Pete Rose played for championship teams. As a player he found great success, never giving an inch on any play. He was known primarily as a line drive machine who was always in the run for a batting title, but perhaps what was most remarkable about Pete Rose on the playing field is that he played Gold glove caliber defense at three different positions: first base, third base and left field. That is a unique accomplishment, and it gets lost amidst the 4,256 hits he peppered all over the ballpark.

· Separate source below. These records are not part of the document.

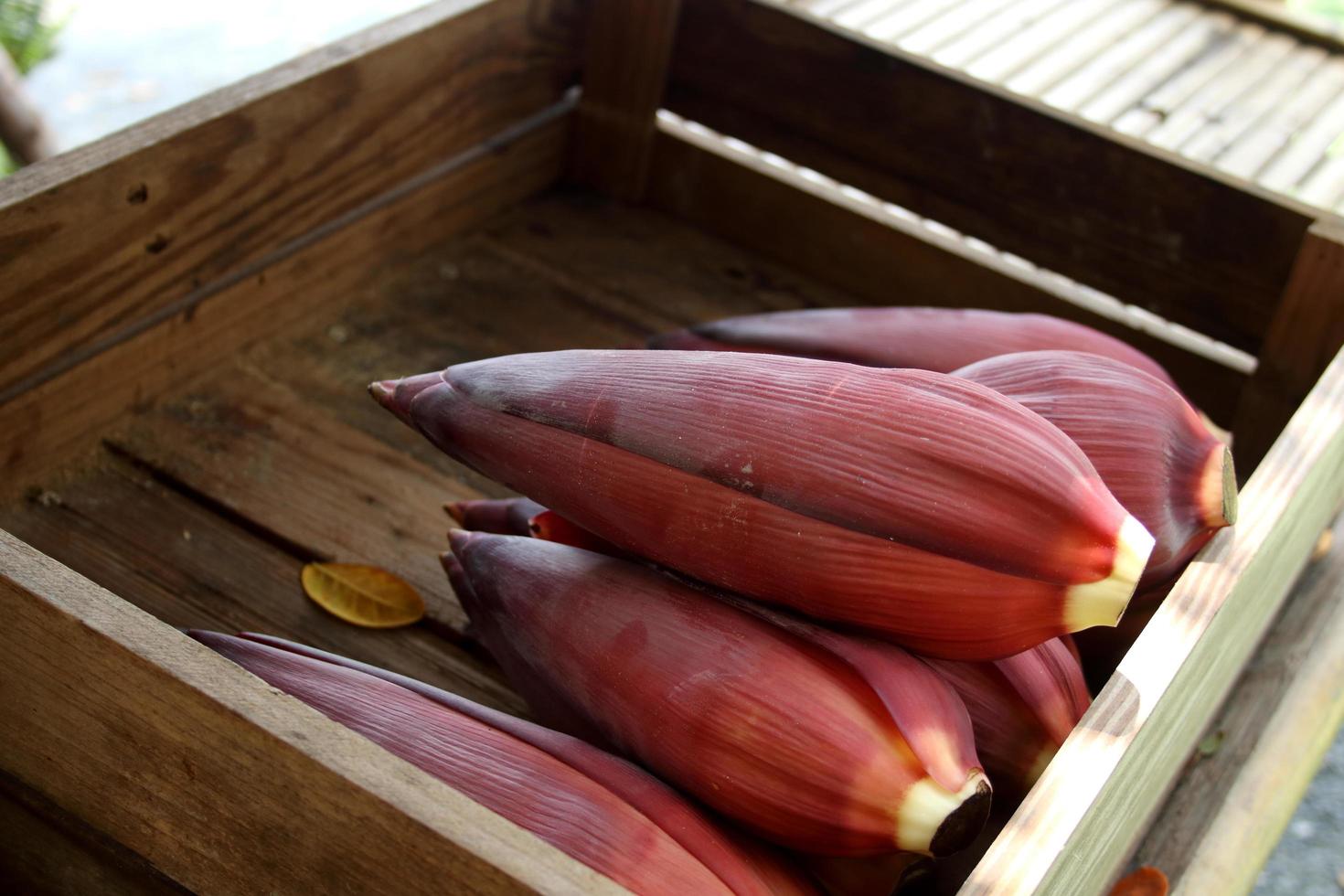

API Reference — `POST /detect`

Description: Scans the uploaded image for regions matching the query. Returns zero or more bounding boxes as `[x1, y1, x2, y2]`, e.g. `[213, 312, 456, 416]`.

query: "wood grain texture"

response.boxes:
[649, 121, 1246, 421]
[963, 353, 1344, 896]
[111, 366, 481, 634]
[0, 457, 524, 713]
[0, 532, 623, 893]
[0, 112, 567, 495]
[1132, 510, 1344, 896]
[1195, 0, 1344, 52]
[1232, 218, 1344, 464]
[570, 0, 681, 201]
[667, 0, 1315, 353]
[0, 773, 188, 896]
[0, 0, 578, 396]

Bart Giamatti was the commissioner of baseball when Pete Rose was suspended.Giamatti was a great fan of the game, an educated man and a poet. He said these words once about baseball, and he could almost have been speaking of the disappointment he felt when he discovered that banning Pete Rose from the game was inevitable:

“It is designed to break your heart. The game begins in the spring, when everything else begins again, and it blossoms in the summer, filling the afternoons and evenings, and then as soon as the chill rains come, it stops and leaves you to face the fall alone. You count on it, you rely on it to buffer the passage of time, to keep the memory of sunshine and high skies alive, and then, just when the days are all twilight, when you need it most, it stops.”

Commissioner Giamatti died of a heart attack. I wonder how much of that has to do with Pete Rose.